What is Creativity? - 22

We've attributed our creativity to gods and muses for millennia. Julie Cameron's best-selling books still refer to God as the source, even though she acknowledges that some of her readers may not believe in her God and will have to substitute their individual senses of a higher power.

We have all used the phrase,"It just came to me," or similar words, to explain a creative thought. The thought was unexpected, perhaps off-the-wall—it wasn't our usual way of thinking, didn't "feel" like us. So it must have come from, or been sent by, some source outside ourselves.

We often use another type of phrase to describe the creative sensation itself—"I lost myself in it."

Our sense of self exists in several different forms. One form is how we've learned to view ourselves, almost always primarily a negative view. Another form is the self we create for others to view, almost always a self that we hope will cover the warts, blemishes, and general unworthiness of our own sense of self.

We mistakenly label another form as being "self-conscious,"when we believe others are seeing through our constructed selves to our "real" unworthy selves. We're not conscious of our selves at all then, but of the projections we place on others.

When we're in the creative self, what we're losing are all those other ways of thinking about ourselves. I consider that form to be another state of being, when we lose the conscious sense of self in whatever we're creating.

I had a student who was a psychotherapist in private practice, but also a clinician available to students and faculty of a college. He was slated to give a lecture at the college. I don't remember the exact title, but I went to hear what I expected to be a talk about different states of being. It was, in a way, but it was his drugs-and-alcohol lecture.

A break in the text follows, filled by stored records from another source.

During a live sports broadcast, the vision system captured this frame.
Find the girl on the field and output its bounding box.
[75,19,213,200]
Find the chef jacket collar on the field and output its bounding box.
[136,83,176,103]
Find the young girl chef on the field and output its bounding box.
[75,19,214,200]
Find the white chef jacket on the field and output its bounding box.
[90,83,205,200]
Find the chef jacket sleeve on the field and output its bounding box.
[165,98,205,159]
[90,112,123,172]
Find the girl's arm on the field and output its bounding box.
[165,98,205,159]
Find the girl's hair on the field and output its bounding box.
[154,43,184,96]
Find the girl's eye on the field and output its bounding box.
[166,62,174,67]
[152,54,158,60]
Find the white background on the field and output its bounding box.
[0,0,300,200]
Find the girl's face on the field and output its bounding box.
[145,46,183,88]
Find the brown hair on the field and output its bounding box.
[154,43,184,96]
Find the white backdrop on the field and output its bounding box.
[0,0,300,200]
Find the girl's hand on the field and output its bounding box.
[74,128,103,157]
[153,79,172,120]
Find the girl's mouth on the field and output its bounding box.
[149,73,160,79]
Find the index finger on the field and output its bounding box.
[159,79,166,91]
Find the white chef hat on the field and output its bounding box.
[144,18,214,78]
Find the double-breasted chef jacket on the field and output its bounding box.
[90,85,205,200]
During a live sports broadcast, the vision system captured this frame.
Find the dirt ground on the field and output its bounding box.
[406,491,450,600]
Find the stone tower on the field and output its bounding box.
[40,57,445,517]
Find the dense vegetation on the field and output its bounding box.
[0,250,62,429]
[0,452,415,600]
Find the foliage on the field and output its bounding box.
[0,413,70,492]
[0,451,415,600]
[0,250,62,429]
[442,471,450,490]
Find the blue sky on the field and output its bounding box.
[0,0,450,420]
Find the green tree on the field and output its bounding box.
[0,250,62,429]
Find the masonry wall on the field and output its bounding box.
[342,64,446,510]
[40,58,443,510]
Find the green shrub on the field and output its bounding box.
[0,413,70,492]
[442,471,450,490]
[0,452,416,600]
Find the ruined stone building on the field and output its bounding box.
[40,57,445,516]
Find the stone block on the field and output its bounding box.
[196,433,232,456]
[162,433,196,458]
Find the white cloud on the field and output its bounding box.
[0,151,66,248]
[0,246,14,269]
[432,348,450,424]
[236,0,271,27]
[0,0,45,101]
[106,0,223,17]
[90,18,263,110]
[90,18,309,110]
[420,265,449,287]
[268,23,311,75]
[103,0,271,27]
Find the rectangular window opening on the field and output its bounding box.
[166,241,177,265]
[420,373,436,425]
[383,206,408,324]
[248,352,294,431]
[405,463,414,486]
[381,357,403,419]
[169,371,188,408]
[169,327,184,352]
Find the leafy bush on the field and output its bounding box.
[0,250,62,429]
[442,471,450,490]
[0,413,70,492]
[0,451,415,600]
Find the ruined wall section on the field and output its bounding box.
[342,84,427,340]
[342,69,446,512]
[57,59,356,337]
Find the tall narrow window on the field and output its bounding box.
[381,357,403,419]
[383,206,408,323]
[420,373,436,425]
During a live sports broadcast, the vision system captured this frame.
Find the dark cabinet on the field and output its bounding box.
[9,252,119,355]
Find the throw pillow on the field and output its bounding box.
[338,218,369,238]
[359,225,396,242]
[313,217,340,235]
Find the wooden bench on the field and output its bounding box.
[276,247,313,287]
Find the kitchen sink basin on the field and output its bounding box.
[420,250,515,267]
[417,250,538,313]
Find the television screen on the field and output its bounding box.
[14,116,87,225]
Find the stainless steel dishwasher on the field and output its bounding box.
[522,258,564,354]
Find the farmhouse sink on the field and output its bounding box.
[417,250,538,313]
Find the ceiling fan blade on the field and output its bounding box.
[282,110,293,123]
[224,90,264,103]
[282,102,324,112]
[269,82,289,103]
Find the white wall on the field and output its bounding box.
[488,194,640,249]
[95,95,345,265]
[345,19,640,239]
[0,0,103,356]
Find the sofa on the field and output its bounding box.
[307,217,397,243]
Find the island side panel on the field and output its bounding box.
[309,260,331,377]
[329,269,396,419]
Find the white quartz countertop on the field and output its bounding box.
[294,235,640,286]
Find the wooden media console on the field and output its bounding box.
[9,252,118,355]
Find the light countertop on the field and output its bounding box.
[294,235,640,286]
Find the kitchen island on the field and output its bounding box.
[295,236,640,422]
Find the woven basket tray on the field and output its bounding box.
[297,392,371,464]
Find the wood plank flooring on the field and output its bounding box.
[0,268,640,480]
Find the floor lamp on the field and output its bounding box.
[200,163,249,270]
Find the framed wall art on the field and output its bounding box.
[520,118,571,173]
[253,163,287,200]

I was disappointed, at first, until I realized that his comparison between the state of being when we're under the influence of drugs, and when we're not, described very well my own state of being when I was either teaching or performing, and when I was not.

All those other forms of self are painful, to one degree or another, so we sometimes choose drugs to lessen the pain.

During their adolescence, when my children were experimenting with drugs, I attended an apartment-warming party at which one occupant's friends gathered in one room and the other's friends settled in another room. I felt uncomfortable, alienated by several decades from either group. So I accepted an offer of my first and only reefer, with the belief that I'd understand its appeal to my children. I sat in the doorway between the two rooms, smoking, still aware of my alienation, but comfortable in my isolation.

The creative state of being may not be comfortable, but it's where we find joy. To lose one's self may be scary, but that's how we find our true selves.